Numbers 30 - Moses continues giving instructions especially with respect to vows and oaths. The chapter emphasizes the sanctity of a man’s oath. The other focus concerns the oaths of women--while a woman is in her father’s household or married, her father or husband may by his disapproval of any vow or oath she has made, release her from it without incurring the displeasure of the Lord. But if a woman is on her own, a widow or independent of her father’s household, she has capacity to bind herself as a man may.
Origen (185-254 AD)
De Principiis (First Principles)
3 – Many saints “participate in the Holy Spirit,” a “sanctifying power, in which all are said to have a share who have deserved to be sanctified by His grace.” Origen is a proponent of seeing faith proven by “works.”
Origen compares participation in the Holy Spirit with participation in a science, discipline or art like medicine. Those who are part of some “art” like this cannot be thought of as “a body” – it is more like a “communion” in an intellectual realm that “subsists and exists in a peculiar [unique?] manner. . .”
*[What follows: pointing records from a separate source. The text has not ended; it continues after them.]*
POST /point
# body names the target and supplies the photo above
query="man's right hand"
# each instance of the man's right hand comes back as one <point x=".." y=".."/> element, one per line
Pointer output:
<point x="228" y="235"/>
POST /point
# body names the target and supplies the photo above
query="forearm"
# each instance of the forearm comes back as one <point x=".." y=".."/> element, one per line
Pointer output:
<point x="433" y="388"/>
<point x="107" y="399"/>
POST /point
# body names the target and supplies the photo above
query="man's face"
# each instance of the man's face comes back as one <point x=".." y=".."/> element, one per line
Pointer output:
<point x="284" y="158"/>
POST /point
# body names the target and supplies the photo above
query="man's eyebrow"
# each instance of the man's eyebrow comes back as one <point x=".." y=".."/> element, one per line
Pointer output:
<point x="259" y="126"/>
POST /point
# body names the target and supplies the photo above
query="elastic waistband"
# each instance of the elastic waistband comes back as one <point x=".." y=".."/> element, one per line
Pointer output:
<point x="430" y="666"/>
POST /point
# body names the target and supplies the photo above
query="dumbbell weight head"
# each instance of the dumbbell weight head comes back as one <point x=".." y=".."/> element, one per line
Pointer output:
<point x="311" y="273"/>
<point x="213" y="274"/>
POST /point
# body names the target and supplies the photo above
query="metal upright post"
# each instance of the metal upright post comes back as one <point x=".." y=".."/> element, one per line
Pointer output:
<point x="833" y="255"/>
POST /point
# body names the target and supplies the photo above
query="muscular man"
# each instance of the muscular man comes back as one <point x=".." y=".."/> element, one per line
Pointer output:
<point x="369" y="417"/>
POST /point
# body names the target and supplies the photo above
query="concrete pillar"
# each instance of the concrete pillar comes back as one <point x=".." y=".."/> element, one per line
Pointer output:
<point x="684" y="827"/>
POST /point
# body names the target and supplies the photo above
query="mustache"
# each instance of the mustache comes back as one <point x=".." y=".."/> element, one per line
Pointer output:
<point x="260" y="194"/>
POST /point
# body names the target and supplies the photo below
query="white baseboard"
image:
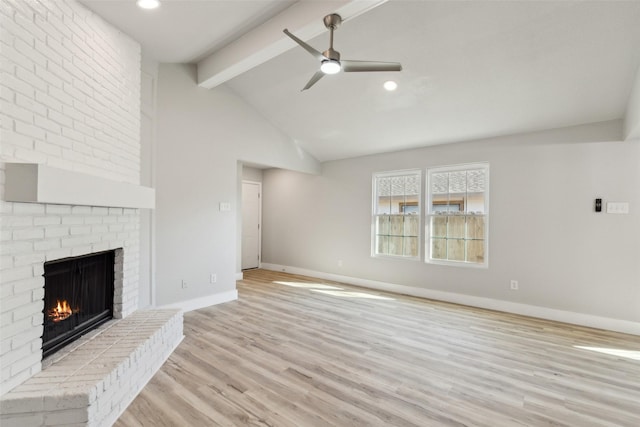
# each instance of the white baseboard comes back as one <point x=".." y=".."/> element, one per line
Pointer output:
<point x="206" y="301"/>
<point x="617" y="325"/>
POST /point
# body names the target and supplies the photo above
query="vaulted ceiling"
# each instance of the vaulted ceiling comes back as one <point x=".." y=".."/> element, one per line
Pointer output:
<point x="471" y="69"/>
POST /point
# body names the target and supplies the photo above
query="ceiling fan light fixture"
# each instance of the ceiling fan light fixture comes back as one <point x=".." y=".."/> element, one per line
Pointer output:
<point x="148" y="4"/>
<point x="330" y="66"/>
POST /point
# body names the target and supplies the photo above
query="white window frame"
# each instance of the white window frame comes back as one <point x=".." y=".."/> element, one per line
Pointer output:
<point x="429" y="214"/>
<point x="375" y="214"/>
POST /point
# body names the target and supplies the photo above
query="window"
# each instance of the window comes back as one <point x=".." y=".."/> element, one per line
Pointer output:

4 – Origen then turns to how the Gospel uses the term “Spirit.” “We find, without any doubt, that He [Jesus] spoke these words to the Samaritan woman, saying to her, who thought, agreeably to the Samaritan view, that God ought to be worshipped on Mount Gerizim, that ‘God is a Spirit.’ For the Samaritan woman, believing Him to be a Jew, was inquiring of Him whether God ought to be worshipped in Jerusalem or on this mountain; and her words were, ‘All our fathers worshipped on this mountain, and ye say that in Jerusalem is the place where we ought to worship.’ To this opinion of the Samaritan woman . . . the Savior answered that he who would follow the Lord must lay aside all preference for particular places, and thus expressed Himself: ‘The hour is coming when neither in Jerusalem nor on this mountain shall the true worshippers worship the Father. God is a Spirit, and they who worship Him must worship Him in spirit and in truth.’ . . . He called God a Spirit, that He might distinguish Him from bodies; and He named Him the truth, to distinguish Him from a shadow or an image.”
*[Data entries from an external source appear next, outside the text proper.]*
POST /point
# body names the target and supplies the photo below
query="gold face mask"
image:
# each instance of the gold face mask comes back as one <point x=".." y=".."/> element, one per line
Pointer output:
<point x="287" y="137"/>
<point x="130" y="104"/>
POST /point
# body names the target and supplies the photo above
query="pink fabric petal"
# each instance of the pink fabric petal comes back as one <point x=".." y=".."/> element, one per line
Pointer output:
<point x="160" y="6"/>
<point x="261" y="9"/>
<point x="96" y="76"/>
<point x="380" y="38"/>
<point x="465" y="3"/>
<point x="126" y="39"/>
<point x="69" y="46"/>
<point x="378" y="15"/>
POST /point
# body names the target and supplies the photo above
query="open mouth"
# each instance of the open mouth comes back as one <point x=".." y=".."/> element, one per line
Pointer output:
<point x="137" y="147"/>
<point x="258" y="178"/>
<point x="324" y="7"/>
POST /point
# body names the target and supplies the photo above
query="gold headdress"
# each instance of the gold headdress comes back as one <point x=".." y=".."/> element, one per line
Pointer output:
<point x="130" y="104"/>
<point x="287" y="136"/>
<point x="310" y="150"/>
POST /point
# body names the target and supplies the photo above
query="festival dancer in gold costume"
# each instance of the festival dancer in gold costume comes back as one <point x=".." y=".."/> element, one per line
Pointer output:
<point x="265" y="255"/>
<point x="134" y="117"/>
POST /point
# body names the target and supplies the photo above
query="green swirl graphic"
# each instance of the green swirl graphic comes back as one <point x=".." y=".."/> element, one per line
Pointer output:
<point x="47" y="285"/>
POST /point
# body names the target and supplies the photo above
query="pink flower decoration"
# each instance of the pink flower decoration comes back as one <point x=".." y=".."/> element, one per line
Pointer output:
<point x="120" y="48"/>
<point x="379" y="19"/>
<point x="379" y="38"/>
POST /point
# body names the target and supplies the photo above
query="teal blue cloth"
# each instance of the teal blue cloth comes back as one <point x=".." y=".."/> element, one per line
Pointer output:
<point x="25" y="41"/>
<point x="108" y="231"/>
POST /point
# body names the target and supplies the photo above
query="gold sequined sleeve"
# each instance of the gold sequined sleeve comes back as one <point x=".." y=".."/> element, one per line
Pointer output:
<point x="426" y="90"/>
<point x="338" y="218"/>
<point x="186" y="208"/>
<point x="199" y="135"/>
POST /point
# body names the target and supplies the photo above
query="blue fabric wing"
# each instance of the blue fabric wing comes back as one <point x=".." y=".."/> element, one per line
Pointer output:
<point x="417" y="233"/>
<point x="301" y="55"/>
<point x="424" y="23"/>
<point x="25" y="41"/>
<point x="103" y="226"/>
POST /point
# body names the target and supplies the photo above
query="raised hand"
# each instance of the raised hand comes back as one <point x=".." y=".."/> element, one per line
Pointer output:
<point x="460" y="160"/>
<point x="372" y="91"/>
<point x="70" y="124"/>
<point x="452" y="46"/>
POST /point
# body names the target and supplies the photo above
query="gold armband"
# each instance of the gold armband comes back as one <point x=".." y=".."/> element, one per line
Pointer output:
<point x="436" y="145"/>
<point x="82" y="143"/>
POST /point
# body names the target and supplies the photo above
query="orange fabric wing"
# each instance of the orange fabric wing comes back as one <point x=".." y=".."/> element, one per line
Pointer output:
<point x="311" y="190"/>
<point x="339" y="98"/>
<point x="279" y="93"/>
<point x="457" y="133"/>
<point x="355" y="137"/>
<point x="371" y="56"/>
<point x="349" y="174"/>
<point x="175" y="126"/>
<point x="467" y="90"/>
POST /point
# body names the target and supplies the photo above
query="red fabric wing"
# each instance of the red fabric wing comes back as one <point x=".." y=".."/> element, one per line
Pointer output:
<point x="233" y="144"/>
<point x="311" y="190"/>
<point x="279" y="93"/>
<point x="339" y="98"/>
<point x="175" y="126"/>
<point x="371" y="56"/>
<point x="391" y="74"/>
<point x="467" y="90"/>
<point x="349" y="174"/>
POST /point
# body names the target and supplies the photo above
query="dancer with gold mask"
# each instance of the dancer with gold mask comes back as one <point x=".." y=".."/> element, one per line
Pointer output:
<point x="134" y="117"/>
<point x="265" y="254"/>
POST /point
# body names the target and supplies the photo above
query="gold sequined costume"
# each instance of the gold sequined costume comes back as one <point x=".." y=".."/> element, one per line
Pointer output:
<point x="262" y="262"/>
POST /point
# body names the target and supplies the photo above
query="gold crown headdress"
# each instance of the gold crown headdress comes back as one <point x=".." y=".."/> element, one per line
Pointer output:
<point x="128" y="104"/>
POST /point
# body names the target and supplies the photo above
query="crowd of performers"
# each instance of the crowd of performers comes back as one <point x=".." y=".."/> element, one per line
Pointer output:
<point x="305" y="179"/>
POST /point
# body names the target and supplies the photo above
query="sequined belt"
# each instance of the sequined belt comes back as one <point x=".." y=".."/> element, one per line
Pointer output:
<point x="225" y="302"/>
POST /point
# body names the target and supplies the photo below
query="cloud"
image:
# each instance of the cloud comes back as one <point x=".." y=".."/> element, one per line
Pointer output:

5 – Having put to rest the notion that God might be conceived of as some kind of “body,” he says, “God is incomprehensible, and incapable of being measured. For whatever be the knowledge which we are able to obtain of God, either by perception or reflection, we must of necessity believe that He is by many degrees far better than what we perceive Him to be.”
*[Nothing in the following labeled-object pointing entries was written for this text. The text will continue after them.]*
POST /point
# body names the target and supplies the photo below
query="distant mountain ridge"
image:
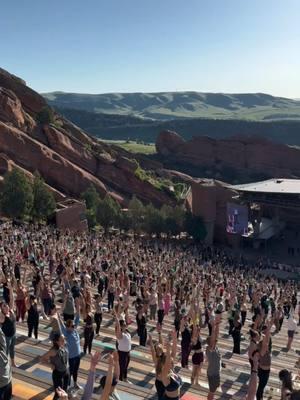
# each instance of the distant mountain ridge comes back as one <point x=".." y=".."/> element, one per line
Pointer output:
<point x="172" y="105"/>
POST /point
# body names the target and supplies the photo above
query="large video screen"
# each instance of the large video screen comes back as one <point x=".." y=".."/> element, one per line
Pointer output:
<point x="237" y="218"/>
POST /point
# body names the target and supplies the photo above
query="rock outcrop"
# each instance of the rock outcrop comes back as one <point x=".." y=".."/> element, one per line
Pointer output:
<point x="67" y="158"/>
<point x="243" y="155"/>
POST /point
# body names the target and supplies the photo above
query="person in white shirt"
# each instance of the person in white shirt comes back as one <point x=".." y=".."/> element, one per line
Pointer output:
<point x="292" y="326"/>
<point x="124" y="346"/>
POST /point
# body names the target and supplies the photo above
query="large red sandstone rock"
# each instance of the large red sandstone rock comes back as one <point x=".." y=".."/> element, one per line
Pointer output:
<point x="243" y="154"/>
<point x="31" y="101"/>
<point x="11" y="110"/>
<point x="7" y="165"/>
<point x="33" y="156"/>
<point x="68" y="159"/>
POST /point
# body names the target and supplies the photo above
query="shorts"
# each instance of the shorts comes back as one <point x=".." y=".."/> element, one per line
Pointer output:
<point x="213" y="382"/>
<point x="197" y="358"/>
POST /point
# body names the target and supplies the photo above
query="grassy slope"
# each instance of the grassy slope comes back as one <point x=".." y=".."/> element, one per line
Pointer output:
<point x="134" y="147"/>
<point x="170" y="105"/>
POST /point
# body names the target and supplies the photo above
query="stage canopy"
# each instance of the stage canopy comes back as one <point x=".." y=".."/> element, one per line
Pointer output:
<point x="282" y="186"/>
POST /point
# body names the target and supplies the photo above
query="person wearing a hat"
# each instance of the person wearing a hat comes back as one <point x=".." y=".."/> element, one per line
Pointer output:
<point x="124" y="346"/>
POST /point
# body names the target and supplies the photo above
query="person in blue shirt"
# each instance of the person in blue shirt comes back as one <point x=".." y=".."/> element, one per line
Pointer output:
<point x="73" y="344"/>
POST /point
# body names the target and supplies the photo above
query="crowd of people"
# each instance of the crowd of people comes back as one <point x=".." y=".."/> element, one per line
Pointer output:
<point x="70" y="280"/>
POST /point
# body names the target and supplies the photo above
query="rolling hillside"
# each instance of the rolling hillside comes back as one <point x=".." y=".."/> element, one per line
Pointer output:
<point x="172" y="105"/>
<point x="124" y="127"/>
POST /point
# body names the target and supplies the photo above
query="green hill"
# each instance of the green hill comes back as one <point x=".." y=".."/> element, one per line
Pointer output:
<point x="171" y="105"/>
<point x="124" y="127"/>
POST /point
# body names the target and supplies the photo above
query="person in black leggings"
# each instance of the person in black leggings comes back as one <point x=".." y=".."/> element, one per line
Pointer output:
<point x="5" y="368"/>
<point x="8" y="321"/>
<point x="33" y="318"/>
<point x="141" y="321"/>
<point x="88" y="331"/>
<point x="98" y="313"/>
<point x="186" y="339"/>
<point x="58" y="358"/>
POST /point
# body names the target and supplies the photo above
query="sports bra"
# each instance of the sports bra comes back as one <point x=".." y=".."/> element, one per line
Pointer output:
<point x="175" y="383"/>
<point x="197" y="346"/>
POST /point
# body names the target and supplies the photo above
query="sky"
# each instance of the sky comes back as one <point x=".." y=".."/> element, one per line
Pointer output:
<point x="100" y="46"/>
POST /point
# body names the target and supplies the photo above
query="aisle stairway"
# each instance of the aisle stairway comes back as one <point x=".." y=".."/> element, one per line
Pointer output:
<point x="32" y="380"/>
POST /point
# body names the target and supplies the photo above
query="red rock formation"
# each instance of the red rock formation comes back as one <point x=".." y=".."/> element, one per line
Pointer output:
<point x="67" y="158"/>
<point x="31" y="101"/>
<point x="243" y="154"/>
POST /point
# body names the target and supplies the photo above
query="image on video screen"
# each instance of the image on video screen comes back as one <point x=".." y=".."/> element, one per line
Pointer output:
<point x="237" y="218"/>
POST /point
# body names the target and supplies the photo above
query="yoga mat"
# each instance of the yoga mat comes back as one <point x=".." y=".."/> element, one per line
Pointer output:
<point x="41" y="373"/>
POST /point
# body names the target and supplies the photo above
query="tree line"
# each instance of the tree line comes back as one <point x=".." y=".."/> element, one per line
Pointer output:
<point x="171" y="220"/>
<point x="25" y="199"/>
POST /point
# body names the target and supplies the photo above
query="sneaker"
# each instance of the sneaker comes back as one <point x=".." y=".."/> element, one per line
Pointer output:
<point x="77" y="387"/>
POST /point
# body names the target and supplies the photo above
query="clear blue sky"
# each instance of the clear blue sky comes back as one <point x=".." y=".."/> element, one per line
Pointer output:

It is the same as if a person’s eyes were particular sensitive to light and were not able to even look at a small spark, were then forced to look up at the sun. “So our understanding, when shut in by the fetters of flesh and blood, and rendered, on account of its participation in such material substance, duller and more obtuse, although, in comparison with our bodily nature, it is esteemed to be far superior, yet, in its efforts to examine and behold incorporeal things, scarcely holds the place of a spark or lamp. But among all intelligent, that is, incorporeal beings, what is so superior to all others—so unspeakably and incalculably superior—as God, whose nature cannot be grasped or seen by the power of any human understanding, even the purest and brightest?”